美術館館長が、奈義、そして現代美術館への想いを語っています。
美術館の3つの常設展示のひとつ、「太陽」荒川修作+マドリン・ギンズ作。
日常では味わえない、五感がくすぐられる空間に、みなさん興味津々の様子。
奈義では、こういったアートが住民の身近にあり、暮らしの一部として溶け込んでいます。
定期的にここでダンスや音楽演奏などのアート作品と他分野の芸術を融合した催しが開かれ、その度に町外からも多くの人が足を運んでくれています。
現代美術館、そしてまちのシンボルである那岐山を背後に写真撮影。雲ひとつない青空に、まちの景色がとても映えます。
町内をひと通り観光した後は、みなさんの親睦を深め、かつ介護と演劇の相性の良さを感じてもらえるワークショップの時間です。

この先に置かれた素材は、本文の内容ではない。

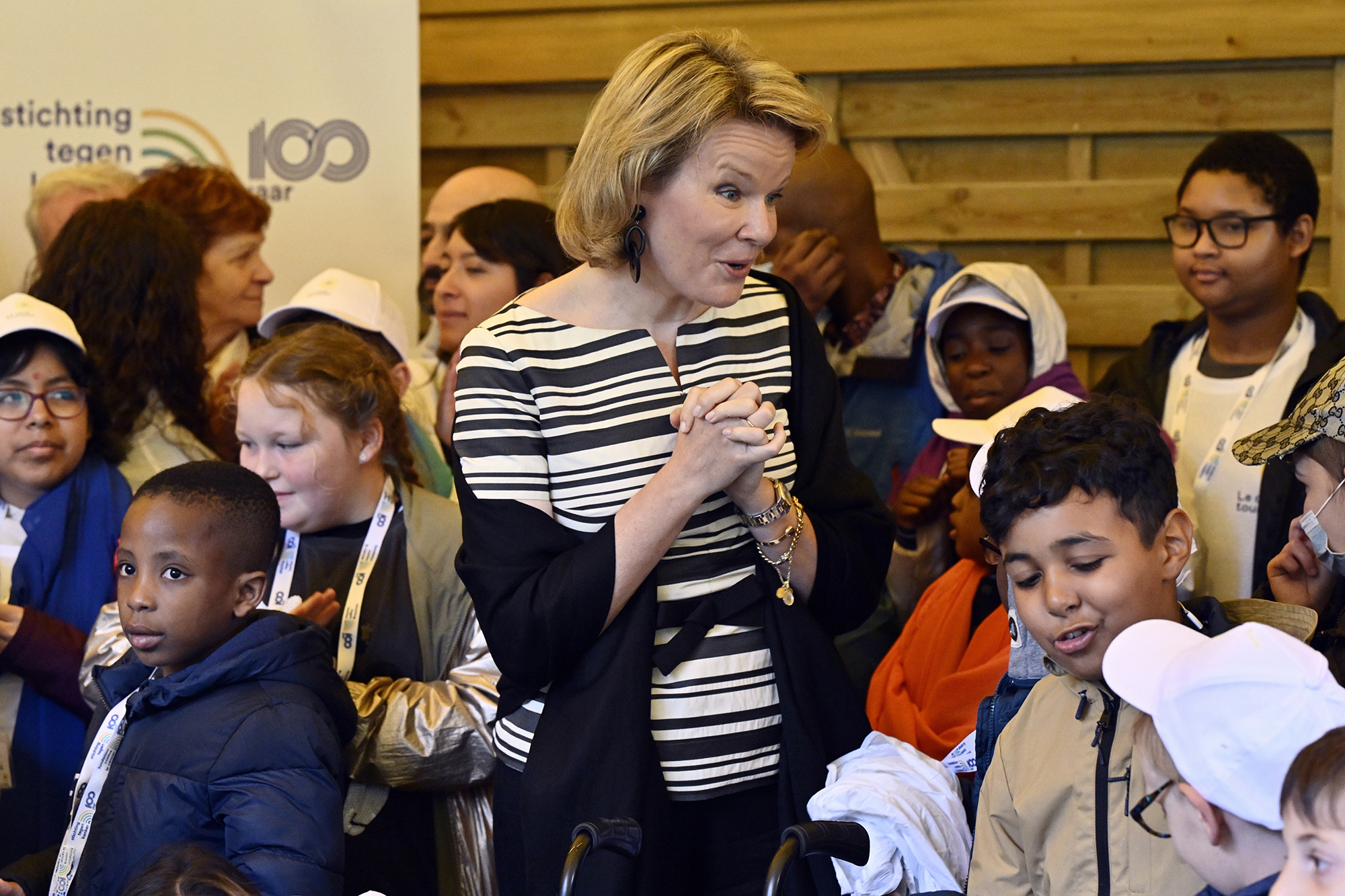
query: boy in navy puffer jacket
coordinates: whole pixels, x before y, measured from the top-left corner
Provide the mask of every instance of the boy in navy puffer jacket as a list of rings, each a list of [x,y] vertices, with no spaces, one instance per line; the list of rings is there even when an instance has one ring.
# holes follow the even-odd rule
[[[117,604],[133,654],[95,670],[65,839],[0,872],[0,896],[118,893],[168,845],[223,854],[268,896],[342,891],[342,747],[355,708],[327,632],[256,611],[280,535],[270,487],[200,461],[126,511]]]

講師である菅原直樹は、関東出身で、現在は奈義町を拠点に、介護と演劇を結び付けた活動をしているナギカラのスタッフ。平田オリザ氏主宰の「劇団青年団」に所属している俳優であり、自身も「劇団OiBokkeShi」の主宰で、演劇を通じて「老い・ボケ・死」への向き合い方を伝えています。
「遊びリテーション」と呼ばれる、遊びとリハビリを掛け合わせた簡単なゲームからスタートし、徐々に身体と心をほぐしていきます。
遊びリテーションの次は、実際に介護者役と被介護者役に分かれて、実際に演じてみるゲーム。みなさんユーモアたっぷりの演技を披露し、ゲームを通じて介護者、被介護者双方の心の揺れ方を感じていきます。
ワークショップ終盤はすっかりリラックスされている様子。
その日互いに初対面だった参加者のみなさんも、このワークショップを通じて少しずつ距離が近づいている印象でした。
1日目の締めくくりは、現代美術館のレストラン棟を改修して昨年7月にオープンしたピッツェリア「La gita(ラジータ)」で先輩移住者との懇親会を実施。
「実際移住してみて暮らしはどうですか?」
「仕事はありますか?」
「休日は何して遊んでるんですか?」
など、普段聞くことのできないぶっちゃけた質問を含め、心ゆくまで話していただきました。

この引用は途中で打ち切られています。